I am the executor of my recently deceased mother’s estate. Mom’s trust calls for her money to be split equally among my siblings and me. The thing is, one of my sisters has just passed away. Because the trust names her as a beneficiary, is her husband now entitled to her share of Mom’s estate? Two of my siblings insist that we give our brother-in-law the money. They point out that he’s having financial difficulties, and they say that our sister surely would have wanted her husband to have her bequest. What do you advise?

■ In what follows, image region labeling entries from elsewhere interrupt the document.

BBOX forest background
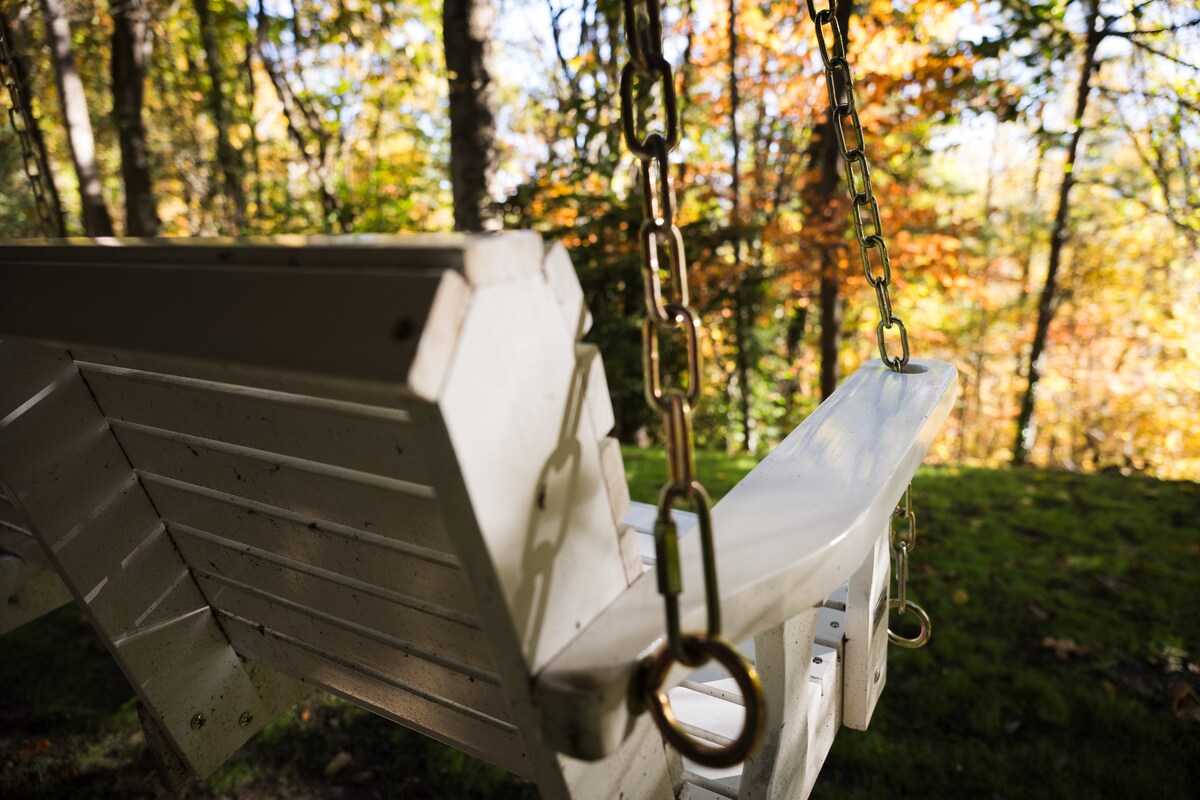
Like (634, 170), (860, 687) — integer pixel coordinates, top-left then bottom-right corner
(0, 0), (1200, 480)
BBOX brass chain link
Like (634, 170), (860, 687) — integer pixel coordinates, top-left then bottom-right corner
(0, 23), (62, 237)
(805, 0), (908, 372)
(620, 0), (766, 766)
(805, 0), (932, 649)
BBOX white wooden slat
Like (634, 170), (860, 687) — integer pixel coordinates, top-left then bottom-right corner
(113, 422), (450, 552)
(0, 348), (352, 775)
(414, 266), (668, 800)
(536, 360), (956, 758)
(113, 609), (307, 776)
(0, 261), (443, 383)
(202, 572), (509, 722)
(801, 645), (844, 800)
(0, 373), (156, 548)
(0, 554), (72, 636)
(0, 497), (32, 536)
(431, 271), (629, 684)
(79, 363), (421, 481)
(0, 237), (542, 400)
(575, 343), (619, 441)
(542, 242), (590, 335)
(221, 614), (529, 776)
(842, 521), (892, 730)
(71, 345), (417, 411)
(822, 583), (850, 610)
(670, 679), (745, 788)
(600, 437), (630, 523)
(738, 608), (841, 800)
(144, 475), (475, 615)
(0, 527), (52, 569)
(684, 772), (738, 800)
(172, 527), (492, 670)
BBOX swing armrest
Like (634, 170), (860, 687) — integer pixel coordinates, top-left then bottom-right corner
(534, 359), (958, 760)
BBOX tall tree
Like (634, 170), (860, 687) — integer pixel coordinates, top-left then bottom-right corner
(0, 10), (66, 236)
(42, 0), (113, 236)
(728, 0), (754, 451)
(109, 0), (161, 236)
(442, 0), (496, 230)
(192, 0), (246, 233)
(805, 0), (854, 398)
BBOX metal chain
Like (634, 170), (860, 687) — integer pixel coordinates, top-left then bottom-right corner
(805, 0), (932, 649)
(888, 483), (934, 650)
(620, 0), (766, 766)
(0, 21), (62, 237)
(806, 0), (908, 372)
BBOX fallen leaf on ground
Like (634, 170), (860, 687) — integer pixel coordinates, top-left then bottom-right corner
(1042, 636), (1092, 661)
(325, 750), (354, 777)
(17, 739), (52, 762)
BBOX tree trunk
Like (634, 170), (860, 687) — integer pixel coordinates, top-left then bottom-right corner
(808, 1), (854, 399)
(192, 0), (246, 233)
(1013, 0), (1104, 467)
(109, 0), (161, 236)
(442, 0), (496, 230)
(0, 10), (66, 236)
(257, 4), (353, 234)
(42, 0), (113, 236)
(728, 0), (754, 452)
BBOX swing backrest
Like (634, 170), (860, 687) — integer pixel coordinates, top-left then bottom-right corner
(0, 233), (638, 776)
(0, 233), (955, 799)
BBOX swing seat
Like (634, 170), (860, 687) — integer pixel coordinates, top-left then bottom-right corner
(0, 233), (955, 800)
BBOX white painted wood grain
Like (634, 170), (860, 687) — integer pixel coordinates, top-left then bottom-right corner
(80, 365), (421, 482)
(842, 527), (892, 730)
(0, 341), (76, 420)
(536, 360), (956, 758)
(144, 476), (475, 616)
(113, 422), (450, 552)
(172, 527), (492, 670)
(199, 572), (509, 722)
(542, 242), (590, 340)
(0, 554), (72, 636)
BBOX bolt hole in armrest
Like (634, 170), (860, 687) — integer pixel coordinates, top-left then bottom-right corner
(535, 359), (958, 759)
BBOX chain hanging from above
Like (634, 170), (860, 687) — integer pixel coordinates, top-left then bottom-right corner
(806, 0), (908, 372)
(620, 0), (767, 766)
(0, 26), (64, 237)
(805, 0), (932, 649)
(888, 486), (934, 650)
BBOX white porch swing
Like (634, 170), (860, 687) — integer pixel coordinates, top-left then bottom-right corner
(0, 0), (956, 800)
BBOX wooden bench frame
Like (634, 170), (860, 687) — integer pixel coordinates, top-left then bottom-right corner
(0, 233), (955, 799)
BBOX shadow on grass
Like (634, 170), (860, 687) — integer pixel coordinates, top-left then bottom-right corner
(0, 462), (1200, 800)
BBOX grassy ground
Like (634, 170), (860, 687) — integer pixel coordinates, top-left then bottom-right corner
(0, 451), (1200, 800)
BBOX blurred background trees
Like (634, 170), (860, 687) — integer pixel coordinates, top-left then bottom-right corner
(0, 0), (1200, 479)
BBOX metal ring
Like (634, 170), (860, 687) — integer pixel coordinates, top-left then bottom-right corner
(642, 633), (767, 768)
(888, 597), (934, 650)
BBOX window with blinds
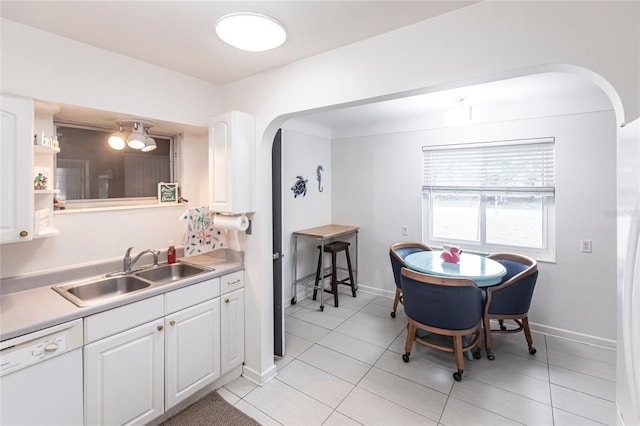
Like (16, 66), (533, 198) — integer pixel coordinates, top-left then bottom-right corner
(422, 138), (555, 258)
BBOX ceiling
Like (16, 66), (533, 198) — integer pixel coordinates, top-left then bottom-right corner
(0, 0), (611, 135)
(0, 0), (476, 85)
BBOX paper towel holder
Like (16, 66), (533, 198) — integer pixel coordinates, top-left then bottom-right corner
(211, 212), (252, 235)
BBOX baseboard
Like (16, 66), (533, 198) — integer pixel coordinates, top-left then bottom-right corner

— I Need Help, Greater Sacramento Area, California
Ignore your siblings. A trust is not a democracy, and family members don’t get to vote on how it’s to be distributed. The law requires that money in a trust be distributed in accordance with the instructions in the trust document, and as your mother’s executor, it’s your obligation to do exactly that. If you’re uncertain what the trust calls for — for example, if it’s unclear to you how long a prospective heir needed to survive your mother in order to inherit a share, or unclear who is to receive the share intended for your deceased sister — a lawyer will be able to help you.
That said, no matter what the trust specifies, you and your siblings are free to do what you like with your inheritances. So if two of your siblings want to give some of the money they inherit to your sister’s widower, they can do so. But what they can’t do is force the rest of you to kick in by in effect rewriting your mother’s trust to suit their wishes.